Writer/director Edgar Wright (SHAUN OF THE DEAD) delivers the kind of summer movie you hope for – action-packed, light, with a bit of humor – in BABY DRIVER. Car chases and a non-stop jukebox music soundtrack help drive this highly entertaining flick, which shares its title with a Simon and Garfunkel song. This delightful summer escape has the extra bonus on not being a sequel, prequel, re-make or re-boot, just an original story.
Ansel Elgort (THE FAULT IN OUR STARS) plays Baby, a get-away driver with ever-present earbuds and mad driving skills to a constant soundtrack. His boss Doc (Kevin Spacey, ironically smirking as usual) pairs Baby with a series of criminal teams for bank robberies.
Baby suffers from tinnitus as a result of a childhood car accident that killed his parents, which he copes with by constantly listening to music recorded on an iPod or even old cassettes. While he looks lost in music, he is sharp as can be and takes in every detail. Beside his own soundtracks, he also makes his own audio-mix songs in the small apartment he shares with Joseph (CJ Jones), an older deaf man in a wheelchair who raised the orphaned kid.
When Baby meets pretty waitress Debora (Lily James, who played Rose on BBC’s Downton Abbey), they bond over music and Baby starts to re-think his career in crime. But Doc has a new kind of heist in the works, bringing Baby together with a loose-cannon named Bats (Jamie Foxx) and criminal couple Buddy (Jon Hamm) and Darling (Eiza Gonzalez).
British writer/director Edgar Wright has built a reputation, among film buffs at least, for successfully combing comedy and action. He paired with co-writer/actor Simon Pegg for the comedy/horror hit SHAUN OF THE DEAD, followed by HOT FUZZ and THE WORLD’S END, a series known as the Three Flavors Cornetto Trilogy for a favorite British frozen treat that appears in all three movies. In SCOTT PILGRIM VS THE WORLD, Wright mixed video games and fantasy for the plot. In BABY DRIVER, the mix is music and car chases.
It is a combination that really works for action entertainment, the kind of light, escapist film audiences often seek in the heat of summer. By adding a good dose of humor and a winning cast, BABY DRIVER fills that popcorn-munching bill in satisfying, and fun, style.
Ansel Elgort and Lilly James are perfect as the young couple. Elgort has enough acting chops to carry the lead role, as well as youth and appeal needed. Lily James is winning as Debora, and we are as take as Baby is by her sweetness. The supporting cast are as much fun as the romantic pair. Jamie Foxx gets to play a really nutty, threatening character, Bats, who is indeed batty as well as highly dangerous. Playing the wildly unpredictable Bats lets Foxx show off some acting skills he does always get to use. Jon Hamm matches him scene for scene, playing an intriguing suave criminal, as if Don Draper stepped out of TV’s “Mad Men” and turned to a life of crime, with Gonzalez’s Darling playing the perfect mix of eye-candy and action teammate. Kevin Spacey does his usual but highly effective turn as the ironic, sardonic Doc, who has a fondness for his gifted young driver.
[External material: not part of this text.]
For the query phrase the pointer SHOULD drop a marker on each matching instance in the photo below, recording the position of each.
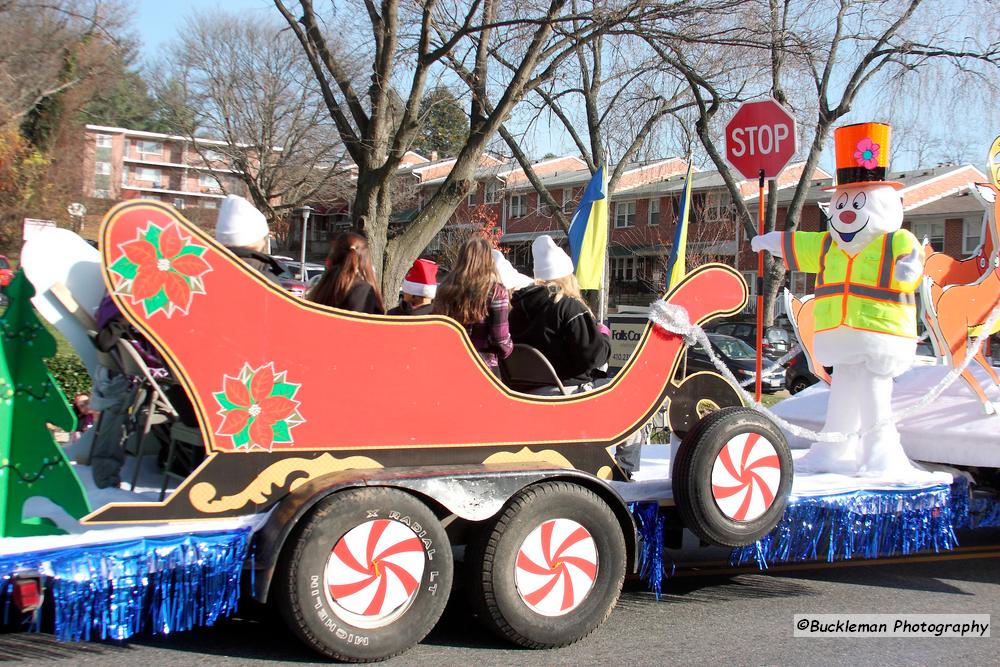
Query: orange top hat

There is not much to criticize in this light summer distraction. Still, those who loved Wright’s horror and science fiction movies won’t find those themes in BABY DRIVER, which instead draws on the car chase action film genre. Those who really loved SCOTT PILGRIM might not find this different direction from Wright to their tastes.
But really, what could be more summer time than car chase movies? If car chase movies, set to a killer soundtrack, get your motor running. head out the the cinema for this one. It has the goods for pulse-elevating chase footage. Add in a terrifically energetic soundtrack with songs like…plus crazy, charismatic characters thanks to the strong supporting cast ,and a good dose of humor and romance, and it adds up to a summer movie sweet spot. Those looking for summertime escape that does not involve comic books, robots or continues an earlier movie will get their action movie fix with the BABY DRIVER’s joy ride.